Just disappointed. Being a chemistry fossil in his 112th semester
who forgot most of what he has been taught I really don’t think that I look & write like a spammer.
(1) Please imagine a polyethylene film of – say – 30µm thickness. Among the physico-chemical parameters describing the properties of this film also is oxygen transfer rate (OTR) and water vapor transfer rate (WVTR). Both describe transport phenomena of small molecules in a polymer. PE has high OTR & WVTR, indicating that there is an easy diffusion of small molecules in PE.
(2) Imagine our PE film is unilaterally covered (by standard methods) with elemental Cu, be it powder, be it by a sputtering technique.
(3) Further imagine that this elemental Cu is covered by a 2nd polymer film, which is virtually sealed against diffusion, e. g. EVOH or something similar, possessing very small values for OTR and WVTR.
(4) Imagine a scenario where on the PE side this sandwich becomes equilibrated with an atmosphere containing H2S. It is important to add here that we are considering a process over many months or even some years. H2S will follow the concentration gradient and diffuse through the PE film. Subsequently H2S will interact with Cu by chemisorption and/or formation of Cu2S / CuS. This process will come to its end as soon as one of the reactants becomes “eaten up”. Do you agree until this point?
(5) Now let’s change the above scenario by replacing H2S by SO2. Again we will see diffusion of SO2 through the PE film. In parallel we will see diffusion of H2O molecules through the PE film.
(6) The 1st molecule SO2, meeting a molecule H2O will form H2SO3. The 2nd molecule H2O passing this will lead to HSO3- + H3O+. Do you agree until this? In any case it is obvious that in the conditions described no pH measurements are possible.
(7) From the literature (electrochemistry, corrosion science) it is known that elemental Cu in the presence of H2O interacts with SO2 in a complex way, ultimately according to the following molecular formula: 6Cu + SO2 --> 2 Cu2O + Cu2S. This is more than surprising (for me at least), because all my life I thought that SO2 is a potent reducing agent.
This said let’s return to the polymer sandwich scenario. In any case it is more than likely that we will see an interaction of SO2 and/or H2SO3 with our elemental Cu. According to the reaction formula given in (7) we also will get Cu2S.
(9) Cu2S as well as CuS form (and are stable) in slightly acidic medium. On the other hand, however, at a lower pH both sulfides become cleaved, forming free H2S. This free H2S – once it is formed in the above scenario – would follow the concentration gradient and diffuse out of the PE film. I discussed the problem with a famous US geoscientist.
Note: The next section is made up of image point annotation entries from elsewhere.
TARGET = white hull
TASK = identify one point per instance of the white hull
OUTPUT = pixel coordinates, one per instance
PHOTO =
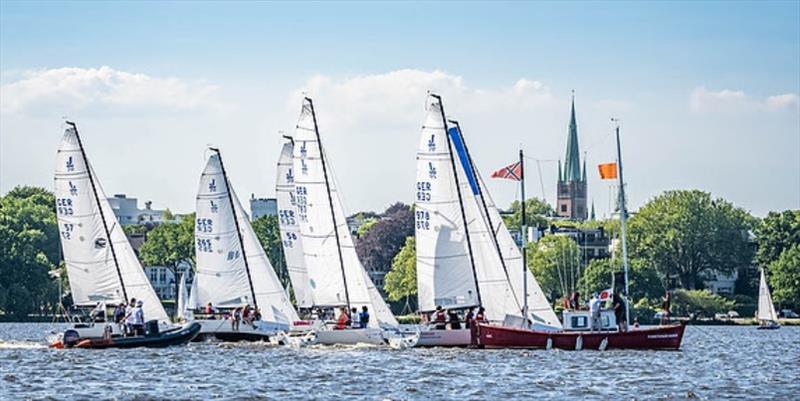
(444, 338)
(350, 337)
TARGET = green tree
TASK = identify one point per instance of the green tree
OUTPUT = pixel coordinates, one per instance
(775, 233)
(555, 262)
(401, 281)
(784, 277)
(29, 249)
(268, 232)
(643, 280)
(170, 245)
(536, 213)
(687, 235)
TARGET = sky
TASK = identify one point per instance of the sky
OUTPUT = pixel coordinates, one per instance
(707, 93)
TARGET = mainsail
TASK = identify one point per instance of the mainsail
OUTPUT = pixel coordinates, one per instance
(232, 268)
(101, 263)
(289, 228)
(766, 309)
(335, 274)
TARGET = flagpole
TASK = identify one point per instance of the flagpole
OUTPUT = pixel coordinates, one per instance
(524, 232)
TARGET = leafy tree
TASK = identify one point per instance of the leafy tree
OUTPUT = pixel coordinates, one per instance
(401, 281)
(268, 232)
(170, 245)
(29, 249)
(687, 235)
(643, 280)
(701, 302)
(536, 213)
(777, 232)
(555, 262)
(382, 241)
(784, 277)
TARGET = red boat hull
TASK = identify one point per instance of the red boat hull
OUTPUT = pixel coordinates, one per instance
(663, 337)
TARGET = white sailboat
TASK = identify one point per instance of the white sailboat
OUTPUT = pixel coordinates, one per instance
(336, 277)
(232, 269)
(101, 264)
(767, 318)
(465, 255)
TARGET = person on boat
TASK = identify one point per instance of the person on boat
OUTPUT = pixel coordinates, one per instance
(469, 317)
(343, 321)
(452, 317)
(594, 309)
(440, 318)
(235, 316)
(364, 317)
(618, 304)
(355, 319)
(480, 317)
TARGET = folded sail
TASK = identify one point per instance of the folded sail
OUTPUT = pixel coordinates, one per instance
(330, 255)
(444, 272)
(290, 231)
(221, 270)
(93, 273)
(766, 309)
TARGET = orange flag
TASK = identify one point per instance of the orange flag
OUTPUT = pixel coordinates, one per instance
(608, 171)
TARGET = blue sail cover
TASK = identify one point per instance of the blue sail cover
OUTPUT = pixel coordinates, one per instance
(461, 151)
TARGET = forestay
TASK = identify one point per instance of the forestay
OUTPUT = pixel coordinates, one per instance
(444, 272)
(93, 274)
(318, 206)
(222, 275)
(289, 229)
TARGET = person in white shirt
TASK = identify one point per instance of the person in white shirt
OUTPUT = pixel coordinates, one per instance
(355, 319)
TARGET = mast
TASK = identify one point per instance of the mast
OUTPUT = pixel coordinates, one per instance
(100, 208)
(330, 201)
(460, 198)
(524, 231)
(623, 216)
(238, 230)
(485, 207)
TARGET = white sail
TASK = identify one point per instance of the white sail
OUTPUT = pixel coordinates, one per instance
(766, 309)
(223, 278)
(330, 259)
(444, 272)
(289, 228)
(93, 273)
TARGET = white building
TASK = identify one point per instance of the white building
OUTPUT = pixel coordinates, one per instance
(262, 207)
(127, 211)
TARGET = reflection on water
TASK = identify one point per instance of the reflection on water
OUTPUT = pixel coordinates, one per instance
(715, 363)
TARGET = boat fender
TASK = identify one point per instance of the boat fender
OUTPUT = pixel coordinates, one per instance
(70, 338)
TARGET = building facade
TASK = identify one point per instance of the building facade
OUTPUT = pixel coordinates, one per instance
(571, 197)
(262, 207)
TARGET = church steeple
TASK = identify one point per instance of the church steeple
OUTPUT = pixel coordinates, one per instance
(572, 161)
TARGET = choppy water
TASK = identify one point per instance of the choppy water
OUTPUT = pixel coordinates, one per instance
(715, 363)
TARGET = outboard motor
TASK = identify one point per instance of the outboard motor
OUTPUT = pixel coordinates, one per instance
(70, 338)
(151, 328)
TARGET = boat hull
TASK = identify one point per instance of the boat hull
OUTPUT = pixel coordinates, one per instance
(178, 336)
(350, 337)
(658, 338)
(444, 338)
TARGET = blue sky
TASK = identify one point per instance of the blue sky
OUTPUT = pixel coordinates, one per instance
(707, 91)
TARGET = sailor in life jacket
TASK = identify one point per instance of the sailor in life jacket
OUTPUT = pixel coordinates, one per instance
(440, 317)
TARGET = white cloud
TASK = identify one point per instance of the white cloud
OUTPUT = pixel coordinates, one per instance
(72, 89)
(703, 99)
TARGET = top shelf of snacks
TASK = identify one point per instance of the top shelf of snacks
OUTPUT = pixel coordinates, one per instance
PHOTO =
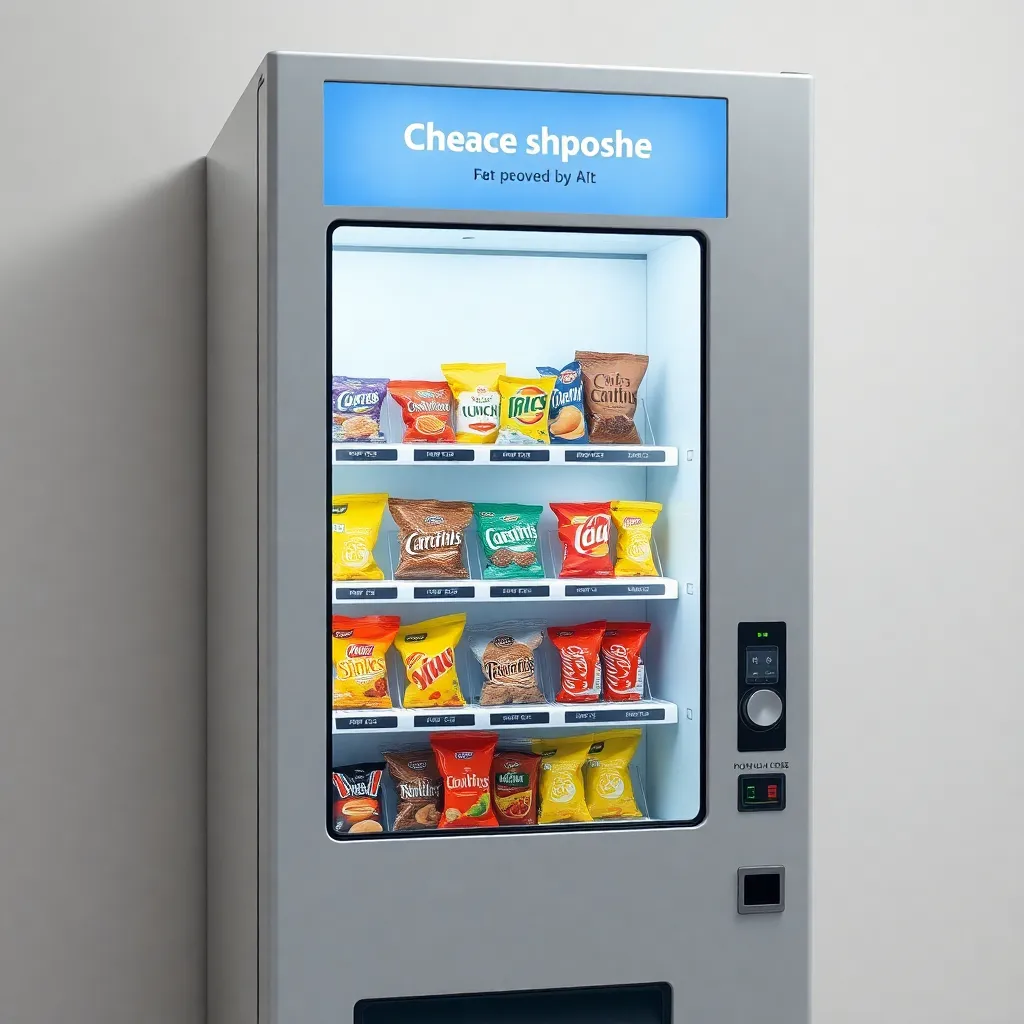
(588, 412)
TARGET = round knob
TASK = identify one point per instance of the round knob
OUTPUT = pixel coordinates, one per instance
(763, 709)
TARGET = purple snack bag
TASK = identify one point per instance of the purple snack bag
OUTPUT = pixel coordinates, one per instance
(355, 409)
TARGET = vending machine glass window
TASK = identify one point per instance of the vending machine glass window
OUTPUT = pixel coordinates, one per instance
(516, 528)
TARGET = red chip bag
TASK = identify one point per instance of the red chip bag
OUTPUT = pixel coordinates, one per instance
(579, 650)
(585, 528)
(426, 408)
(621, 659)
(464, 761)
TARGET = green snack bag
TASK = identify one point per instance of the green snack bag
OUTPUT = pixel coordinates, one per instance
(510, 540)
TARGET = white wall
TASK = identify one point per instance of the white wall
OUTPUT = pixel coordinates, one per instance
(104, 110)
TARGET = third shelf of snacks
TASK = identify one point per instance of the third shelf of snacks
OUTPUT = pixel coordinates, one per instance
(535, 717)
(511, 675)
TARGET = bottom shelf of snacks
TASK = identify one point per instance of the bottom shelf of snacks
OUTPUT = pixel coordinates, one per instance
(453, 781)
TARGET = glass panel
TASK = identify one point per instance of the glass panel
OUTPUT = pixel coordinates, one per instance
(515, 530)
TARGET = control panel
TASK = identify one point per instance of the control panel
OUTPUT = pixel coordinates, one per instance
(761, 678)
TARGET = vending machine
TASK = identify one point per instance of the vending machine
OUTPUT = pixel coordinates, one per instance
(509, 548)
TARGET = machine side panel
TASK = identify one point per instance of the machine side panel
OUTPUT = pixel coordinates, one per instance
(231, 567)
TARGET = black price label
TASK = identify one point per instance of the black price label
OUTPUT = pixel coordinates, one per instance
(366, 455)
(615, 590)
(367, 722)
(437, 593)
(366, 593)
(442, 455)
(520, 592)
(520, 455)
(624, 714)
(441, 721)
(626, 455)
(520, 718)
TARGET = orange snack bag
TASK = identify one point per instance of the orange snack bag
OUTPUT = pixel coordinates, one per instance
(358, 649)
(426, 409)
(464, 761)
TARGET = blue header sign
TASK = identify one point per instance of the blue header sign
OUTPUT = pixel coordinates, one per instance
(508, 150)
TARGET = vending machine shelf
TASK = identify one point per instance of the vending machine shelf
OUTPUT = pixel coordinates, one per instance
(392, 452)
(504, 455)
(434, 591)
(605, 714)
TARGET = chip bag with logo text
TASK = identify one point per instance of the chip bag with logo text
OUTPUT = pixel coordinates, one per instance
(585, 531)
(580, 660)
(426, 409)
(635, 522)
(477, 402)
(464, 761)
(358, 647)
(561, 783)
(524, 410)
(606, 774)
(427, 651)
(355, 521)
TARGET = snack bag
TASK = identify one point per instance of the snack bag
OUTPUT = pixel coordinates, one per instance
(430, 538)
(524, 410)
(355, 521)
(579, 652)
(621, 666)
(513, 782)
(358, 647)
(418, 783)
(357, 809)
(610, 382)
(585, 529)
(510, 541)
(355, 409)
(428, 654)
(606, 774)
(561, 783)
(464, 760)
(635, 521)
(477, 402)
(565, 420)
(507, 657)
(426, 409)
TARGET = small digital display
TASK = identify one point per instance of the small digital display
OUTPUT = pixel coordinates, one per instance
(762, 665)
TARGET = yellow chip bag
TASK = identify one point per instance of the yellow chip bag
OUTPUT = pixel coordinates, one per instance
(355, 521)
(561, 784)
(428, 655)
(476, 399)
(524, 410)
(606, 774)
(635, 520)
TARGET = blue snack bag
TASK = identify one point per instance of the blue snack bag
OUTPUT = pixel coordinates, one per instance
(565, 418)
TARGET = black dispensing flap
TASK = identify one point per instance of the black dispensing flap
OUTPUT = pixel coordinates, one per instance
(606, 1005)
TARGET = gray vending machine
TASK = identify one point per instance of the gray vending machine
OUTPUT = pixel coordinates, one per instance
(509, 545)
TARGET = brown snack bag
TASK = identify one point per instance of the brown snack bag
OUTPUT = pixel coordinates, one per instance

He told me that in his opinion and derived from his experience with copper minerals the stability border of Cu2S / CuS should be around pH 1,5.
10. So obviously the crucial question is: Can our H2SO3, putatively formed “in situ” from SO2 and H2O, reach an acidity capable of cleaving Cu2S / CuS or – for that matter – prevent formation of Cu sulfides, leading to formation of free H2S?
In summary let’s return to my question, asked in my 1st post: Is it conceivable that aqueous H2SO3 has a pH which can cleave Cu2S / CuS? Or is it possible that the pH of said H2SO3 is such that formation of Cu2S / CuS is impaired, in either way leading to the formation of freeH2S?
Borek, if you still think this thread is of public interest I have no issues in publicly discussing it. However, I still think we should switch to a private channel. Being sort of an admin it should be easy for you to enable this.
Thank you and curiously looking forward to your comment.